Since learning what Torvalds has to say is always enlightening, I wanted to delve into the points he mentioned, because they align pretty closely with the techniques we recommend with Plastic SCM. Obviously, the points apply to Git, Plastic SCM, and any other SCM with good branching support, too.
This is what Linus wrote (I only extracted a fragment, for the complete text, go to http://lkml.org/lkml/2010/9/28/362).
The real problem is that maintainers often pick random - and not at all stable - points for their development to begin with. They just pick some random "this is where Linus -git tree is today", and do their development on top of that. THAT is the problem - they are unaware that there's some nasty bug in that version.
Shooting a moving target
What is Linus talking about? Actually, it’s one of the very well-known issues with trunk development that I described here in the section titled “don’t shoot moving targets!”.
This problem hits “mainline/trunk pattern” followers hard, since they keep updating to “what’s more recent”, probably due to fear of merging. Continuous integration delays the problem, but doesn’t solve it. But this problem can also hit those following a “feature branch” pattern, unless they follow all the rules.

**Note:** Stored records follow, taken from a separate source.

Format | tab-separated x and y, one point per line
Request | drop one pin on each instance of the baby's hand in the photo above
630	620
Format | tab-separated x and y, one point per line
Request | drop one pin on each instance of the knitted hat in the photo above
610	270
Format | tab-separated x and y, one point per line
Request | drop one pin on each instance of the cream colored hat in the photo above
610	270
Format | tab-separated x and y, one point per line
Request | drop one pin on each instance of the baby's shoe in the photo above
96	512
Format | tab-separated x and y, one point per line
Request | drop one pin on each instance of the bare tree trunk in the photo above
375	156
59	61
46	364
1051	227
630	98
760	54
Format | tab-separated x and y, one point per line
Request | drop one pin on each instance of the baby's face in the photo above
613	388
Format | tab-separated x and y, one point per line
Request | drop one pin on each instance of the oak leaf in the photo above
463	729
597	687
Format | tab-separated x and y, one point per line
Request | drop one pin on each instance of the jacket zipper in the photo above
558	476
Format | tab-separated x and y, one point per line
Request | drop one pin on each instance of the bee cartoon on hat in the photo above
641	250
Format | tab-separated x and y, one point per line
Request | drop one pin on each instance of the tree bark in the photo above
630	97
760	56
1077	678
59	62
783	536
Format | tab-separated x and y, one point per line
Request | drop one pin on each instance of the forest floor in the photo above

The problem they’re facing is shown in the following picture:
The kernel team uses branches, but what if they’re using the “master” as an integration branch and they’re branching off commits that are not tagged? (As the picture shows).
The problem is that the master branch can be used as an integration point and hence get commits that leave the branch in an intermediate, unstable state. (This is especially true when using fast forward merges on Git, which I don’t really like precisely due to this issue. But I guess Linus must be doing real merges because he DOES know how to use Git. :P) Then you branch from an unstable commit and… you end up in trouble!
Baselines are key
We had exactly the same issue with some teams using Plastic because they failed to understand the importance of baselines. Once your code is stable, tag it, label it, and create branches ONLY from this well-known point!
That’s basically the rule of thumb: create baselines frequently (as many as you can) which of course must be fully tested. (That’s the time-consuming part, since integration is pretty fast nowadays with modern SCMs) and then CREATE BRANCHES ONLY FROM STABLE BASELINES, as the figure shows:
This way if something fails on your task branch (feature branch) you know… it’s your fault!!, because all tests were fine on the baseline -- not just the fast integration ones (like the ones you can run on checkin with continuous integration tools) but also the slow ones that you use to validate a release.
Very easy rule of thumb, great savings!